Protect each software generation under trademark, copyrights

| May 7, 2012 | Business Litigation

When taking proper steps to protect your trademarks or intellectual property, it is sometimes difficult to keep up with rapidly changing technology. It’s also sometimes difficult for Massachusetts copyright owners to determine how far the law can be stretched to safeguard their patented products.

A popular video game manufacturer is involved in business litigation over trademark infringements with the manufacturer of helicopters and aircraft. The video game depicts the helicopters in battlefield scenes and they are clearly identifiable. Not only is the aircraft company concerned that their trademarked helicopters are being used, but they do not wish to imply that they endorse the video game nor had any involvement in the game’s development.

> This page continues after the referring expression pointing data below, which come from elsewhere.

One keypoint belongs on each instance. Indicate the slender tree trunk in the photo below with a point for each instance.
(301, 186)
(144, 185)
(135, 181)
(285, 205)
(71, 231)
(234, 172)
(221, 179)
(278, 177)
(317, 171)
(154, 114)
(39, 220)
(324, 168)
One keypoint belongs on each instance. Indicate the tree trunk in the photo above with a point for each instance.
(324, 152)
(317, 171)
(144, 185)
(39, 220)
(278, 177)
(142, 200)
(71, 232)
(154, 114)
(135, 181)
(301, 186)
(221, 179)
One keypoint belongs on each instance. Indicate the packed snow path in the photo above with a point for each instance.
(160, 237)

The intellectual property dispute seems to be unending because new generations of the video game are constantly being released. While earlier generations of the game were covered by a cease and desist from the aircraft company, the video game makers say it doesn’t apply to the latest version of the game.

The trade-dress and trademark infringement claims are further complicated by two different state district courts, as each company continues to file suits in their headquartered states. Jurisdiction and transfer requests for convenience of one or the other company were denied.

In the end, judges have determined that video games images are expressive works, protected by the First Amendment and therefore do not infringe on trademarks. In addition, artistic depictions do not require gaining permissions or paying rights fees to manufacturers.

Other software and game developers will be watching this case closely as it will determine the ramifications of depicting likenesses of real products in the future.